Wintersmith
the Feegles. That was how she could tell they were there. They always hid from her when they knew she was angry.
Well, this time she was really angry. Not at the Feegles (much), although the stupid hiding trick got on her nerves, but at Miss Tick and Granny Weatherwax and Annagramma and Miss Treason (for dying), and the Wintersmith himself (for a lot of reasons she hadn’t had time to sort out yet).
She stepped back and went quiet.
There was always a feeling of sinking slowly and peacefully, but this time it was like a dive into darkness.
When she opened her eyes, it felt as if she were looking through windows into a huge hall. Sound seemed to be coming from a long way away, and there was an itching between her eyes.
Feegles appeared, from under leaves, behind twigs, even from under plates. Their voices sounded as though they were underwater.
“Ach, crivens! She’s done some big hagglin’ on us!”
“She’s ne’er done that before!”
Hah, I’m hiding from you, thought Tiffany. Bit of a change, eh? Hmm, I wonder if I can move. She took a step sideways. The Feegles didn’t seem to see it.
“She’s gonna jump oot on us any moment! Ooohhh, waily—”
Ha! If I could walk up to Granny Weatherwax like this, she’d have to be so impressed—
The itch on Tiffany’s nose was getting worse, and there was a feeling that was similar to, but fortunately not yet the same as, the need to visit the privy. It meant: Something is going to happen soon, so it would be a good idea to be ready for it.
The sound of the voices began to get clearer, and little blue and purple spots ran across her vision.
And then there was something that, if it had made a noise, would have gone wwwhamp! It was like the popping you got in your ears after a high broomstick flight. She reappeared in the middle of the Feegles, causing immediate panic.
“Stop stealing the funeral meats right now, you wee scuggers!” she shouted.
The Feegles stopped and stared at her. Then Rob Anybody said: “Socks wi’oot feets?”
There was one of those moments—you got a lot of them around the Feegles—when the world seems to have got tangled up and it is so important to unravel the knot before you can go any further.
“What are you talking about?” asked Tiffany.
“Scuggers,” said Rob Anybody. “They’re like socks wi’oot feets in ’em.
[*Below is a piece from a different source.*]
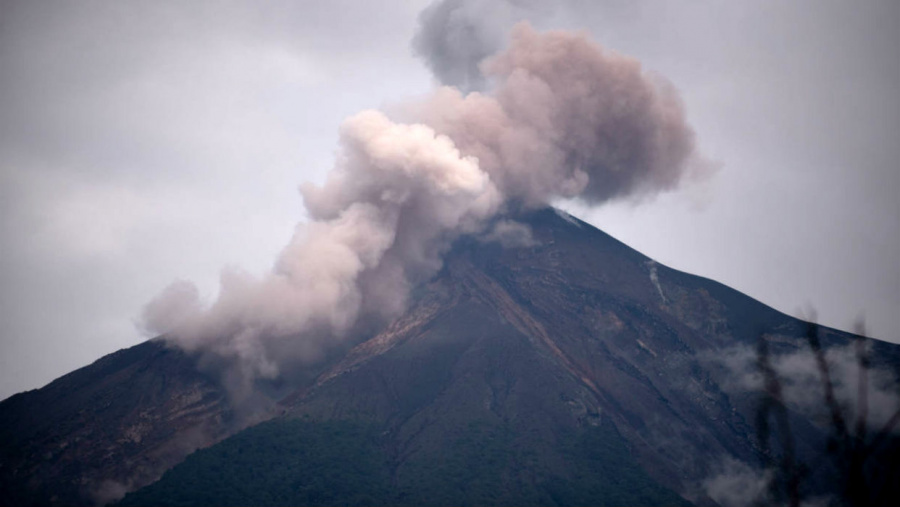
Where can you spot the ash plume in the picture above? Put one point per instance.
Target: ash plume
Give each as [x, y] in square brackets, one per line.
[565, 119]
For keepin’ yer legs warm, ye ken?”
“You mean like legwarmers?” said Tiffany.
“Aye, aye, that would be a verra guid name for ’em, it bein’ what they do,” said Rob. “In point o’ fact, mebbe the term ye meant to use wuz ‘thievin’ scunners,’ which means—”
“—us,” said Daft Wullie helpfully.
“Oh. Yes. Thank you,” said Tiffany quietly. She folded her arms and then shouted, “Right, you thieving scunners! How dare you steal Miss Treason’s funeral meats!”
“Oh, waily waily, it’s the Foldin’ o’ the Arms, the Foooldin’ o’ the Aaaarmss!” cried Daft Wullie, dropping to the ground and trying to cover himself with leaves. Around him Feegles started to wail and cower, and Big Yan began to bang his head on the rear wall of the dairy.
“Now then, ye must all stay calm!” yelled Rob Anybody, turning around and waving his hands desperately at his brothers.
“There’s the Pursin’ o’ the Lips!” a Feegle shouted, pointing a shaking finger at Tiffany’s face. “She’s got the knowin’ o’ the Pursin’ o’ the Lips! ’Tis Doom come upon us a’!”
The Feegles tried to run, but since they were panicking again, they mostly collided with one another.
“I’m waiting for an explanation!” said Tiffany.
The Feegles froze, and every face turned toward Rob Anybody.
“An Explanation?” he said, shifting uneasily. “Oh, aye. An Explanation. Nae problemo. An Explanation. Er…what kind would you like?”
“What kind? I just want the truth!”
“Aye? Oh. The truth? Are you sure?” Rob ventured rather nervously. “I can do much more interestin’ Explanations than that—”
“Out with it!” snapped Tiffany, tapping her foot.
“Ach, crivens, the Tappin’ o’ the Feets has started!” moaned Daft Wullie. “There’s gonna be witherin’ scoldin’ at any moment!”
And that was it. Tiffany burst out laughing. You couldn’t look at a bunch of frightened Nac Mac Feegles and not laugh. They were so bad at it. One sharp word and they were like a basket of scared puppies, only smellier.